Now that I’m getting closer to wrapping up my own work, I realize how few people actually know what it is I’ve been doing. They know about The Thesis, the Thing that takes me away from Nordic ski weekends and Saturday afternoon coffees. But what do they really know about it? When asked, I typically say it’s about something like global education, because it sounds relevant, contemporary and understandable enough that people can respond, oh yes, of course, and move on.

But there is a story.

Back in my teaching days, I traveled to Kabala, Sierra Leone, with a few of my grade 12 students to spend time at a sister school in order to foster friendships between our communities. Before we left, I read (and viewed) everything I could find about Sierra Leone, which was pretty much limited to a few online reports about the country’s abysmal place on the Human Development Index, a couple of memoirs sharing children’s experiences with the war, such as Ishmael Beah’s A Long Way Gone and Mariatu Kamara’s Bite of the Mango, and last but not least, the blockbuster film, Blood Diamond.  I was prepped for the need for development - lack of infrastructure, bombed out buildings, and missing limbs - I’d see around me. 

Which I did.

But I also spent a few days with a man named JK Marah and his family. Every evening, after the sun went down in the early evening, the children would study their lessons aloud in the dark – and JK Marah would tell me stories over games of Scrabble, which he got a kick out of playing with a native English speaker.  His stories were different from those online or in the memoirs. Not to say there weren’t similarities – he told of fleeing his village during the war, being separated from his children, and watching people close to him die. But they weren’t the organized tales told by Beah and Kamara. Sometimes I struggled to track with his narrative, which followed timelines that seemed out of alignment to me, were shared in English punctuated with Krio and Kuranko, and were often interwoven with current stories of his family and his work with the local school and church. While he narrated, he also seemed keen to school me on the Kuranko, Limba and Fulu people who live in the area around Kabala, the business and agriculture of the region, and in Scrabble – expecting me to put the pieces of his tales together.

Over my weeks in Kabala, JK Marah’s stories were both reinforced and challenged by other people I met. Some said the violence of the war still ran deep below people’s superficial interactions, bubbling up late at night in streetfights after a few beers at the disco. Others shrugged off the war, saying people had done what they had done in order to survive – so there was no point seeking either retribution or forgiveness; rather, it was better to simply move on.
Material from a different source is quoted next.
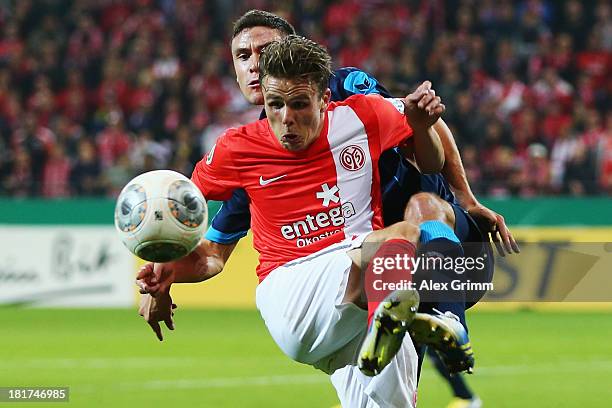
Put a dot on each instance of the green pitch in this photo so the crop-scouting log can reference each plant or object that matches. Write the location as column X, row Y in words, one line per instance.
column 226, row 359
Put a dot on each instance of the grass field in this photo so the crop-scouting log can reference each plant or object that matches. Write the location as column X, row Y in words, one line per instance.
column 109, row 358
The diversity of the stories, along with my growing misapprehension of what had happened and what I had to do with any of it made me question what I’d read and experienced prior to visiting. I felt displaced. I hadn't come to Sierra Leone to help rebuild after the war – I was only there to form relationships, to build connections between a school in Kabala and my own. It wasn’t my work, therefore, that was challenged – the relationships were building by the day. It was my identity, which was at least in part shaped by my understanding of the identities of those in Sierra Leone. An identity that said I was here to help people who needed my help, even though my Official Business in this country called for no such thing.
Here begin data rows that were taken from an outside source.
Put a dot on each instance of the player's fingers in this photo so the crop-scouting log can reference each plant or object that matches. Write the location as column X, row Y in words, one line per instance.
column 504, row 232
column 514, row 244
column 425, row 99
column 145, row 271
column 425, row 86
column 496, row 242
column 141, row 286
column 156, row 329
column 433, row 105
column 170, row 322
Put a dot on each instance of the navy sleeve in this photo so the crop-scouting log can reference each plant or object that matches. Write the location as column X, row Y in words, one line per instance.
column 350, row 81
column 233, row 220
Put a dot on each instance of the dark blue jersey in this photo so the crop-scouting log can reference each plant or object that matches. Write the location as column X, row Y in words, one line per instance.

Through the stories I heard, I began a process (still going!) of confronting who I thought I was, what I thought my responsibilities were to these people – and where I’d got these ideas from in the first place. Something was up with the stories I’d read before flying, ferrying and bussing out to Kabala – and I wanted to figure out what it was.

In less than three minutes, my thesis:

It looks at stories, as well as how we teach and read stories – especially those unexpected ones (like those told over Scrabble by dark, which only partially make sense and therefore make us wonder) – and how they can transform our understandings of ourselves and our relations to other people. Bam.  Not sure why it took a hundred pages to say that.